As well as providing students with invaluable work experience, summer vacation schemes are an important step on the road to becoming a lawyer, with many commercial law firms recruiting trainees directly from their vacation schemes. Rebecca King, a law student at Durham University, was selected for a place on Freshfields' summer vacation scheme and has now been offered a training contract by the firm. We spoke to her to find out more about her experience, which included a week working in Freshfields' Washington office.
Working in the City
I initially decided I wanted to work in law after doing some work experience at a small, regional firm in Cambridge. Although I found working there interesting, I felt I wanted to work on bigger, more exciting deals. In my first year of university I did a one week vacation scheme with a City firm and really enjoyed it there. The following year I applied for Freshfields' summer vacation scheme and was fortunate enough to be selected.
The first two days in the London office acted as an introduction to the firm. Together with the other vacation scheme students, I worked on a mock transaction that taught us some of the basics. We were then split into different departments and spent a full two and a half weeks in one department. I was placed in dispute resolution, working with an associate lawyer and a trainee.
While in dispute resolution I did quite a lot of research work, some of which concerned tort law (laws in place to remedy civil wrongs) in various jurisdictions. I found this particularly interesting as I'd enjoyed studying tort law in my first year at university. When I'd completed a piece of work, I was able to talk it over with one of the partners who was overseeing the projects I worked on. He made a lot of effort to talk to me about how I was doing and to suggest any improvements I needed to make to my work.

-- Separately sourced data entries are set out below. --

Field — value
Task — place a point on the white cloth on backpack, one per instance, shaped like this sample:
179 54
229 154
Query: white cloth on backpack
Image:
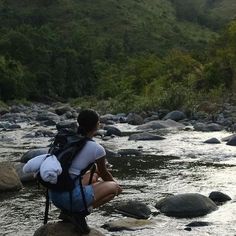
50 169
48 166
33 165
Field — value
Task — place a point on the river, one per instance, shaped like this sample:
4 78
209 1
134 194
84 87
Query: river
181 163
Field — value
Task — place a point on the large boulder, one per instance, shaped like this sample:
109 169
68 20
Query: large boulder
175 115
212 141
145 137
161 124
33 153
9 179
62 229
219 197
207 127
186 205
232 141
111 130
29 177
134 209
67 124
129 224
134 119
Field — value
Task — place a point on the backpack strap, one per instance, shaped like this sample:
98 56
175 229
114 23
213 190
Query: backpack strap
45 220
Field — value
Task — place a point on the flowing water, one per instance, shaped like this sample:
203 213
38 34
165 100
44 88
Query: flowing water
181 163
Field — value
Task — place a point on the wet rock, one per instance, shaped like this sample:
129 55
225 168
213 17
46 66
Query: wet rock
63 109
207 127
106 118
33 153
145 137
15 117
160 125
175 115
127 224
111 130
62 229
198 224
212 141
219 197
6 139
44 133
3 110
151 118
9 179
226 139
186 205
134 209
49 118
134 119
23 177
129 152
67 124
110 153
232 141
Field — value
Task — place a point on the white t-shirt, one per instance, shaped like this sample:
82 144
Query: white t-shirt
89 154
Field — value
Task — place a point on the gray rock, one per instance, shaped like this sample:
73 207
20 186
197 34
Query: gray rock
186 205
127 224
110 130
145 137
198 224
63 109
23 177
232 141
219 197
134 209
134 119
129 152
175 115
33 153
9 179
67 124
207 127
162 124
212 141
48 117
62 229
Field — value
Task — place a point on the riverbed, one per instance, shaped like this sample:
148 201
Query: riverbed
181 163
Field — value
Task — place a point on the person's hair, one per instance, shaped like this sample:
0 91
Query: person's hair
87 120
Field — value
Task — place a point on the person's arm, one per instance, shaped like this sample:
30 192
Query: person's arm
102 170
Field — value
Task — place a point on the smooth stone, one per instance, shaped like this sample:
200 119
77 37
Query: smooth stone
145 137
130 224
198 224
232 141
134 209
207 127
24 178
134 119
212 141
175 115
161 124
110 130
129 152
33 153
67 124
62 229
219 197
9 179
186 205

Throughout my time in London, I felt like I was very much part of the firm. Everybody was really inclusive and made an effort to get to know me. One of the partners had studied at Durham as well and they took me out for coffee to talk about their experiences, as well as about how much our university has changed since they were there! I was pleasantly surprised by how much people went out of their way to make sure I was happy and comfortable.
A week stateside
The experience of working in Washington was amazing. It was a bit nerve-racking travelling alone to the States, but once I was there it was absolutely incredible. Although I was mostly working in arbitration I also got the opportunity to do some pro bono work related to the US federal jail system. As I didn't know much about the American criminal system, it gave me a chance to see how it differs from our own. I was given the responsibility of drafting a letter to an inmate at one of the federal jails who was being represented by the firm.
Working in the two different offices was really useful as it showed me how much the firm's culture translates from one place to another. It made me realise that I hadn't just been lucky with who I'd sat with in London; that level of friendliness and openness existed throughout the whole firm.
I think some of the research skills I've learnt will be useful when I'm doing my dissertation later this year as I'll have to cover areas of law I'm less familiar with. On a personal level, the experience has also given me a bit of an idea of what moving to London is going to be like. I rented accommodation while I was there for three weeks and it wasn't as daunting as I thought it would be, especially as I normally live in the countryside!
I'm looking forward to returning to Freshfields for my training contract after I've finished my degree and the LPC. I haven't given too much thought yet to what seats I'd like to go into, though one of the good things about Freshfields is that they offer eight-seat training contracts so I'll get to try lots of different areas of law. I really enjoyed my time sitting in dispute resolution so hopefully I'll get the chance to work there again, but beyond that I'm trying to keep an open mind for now.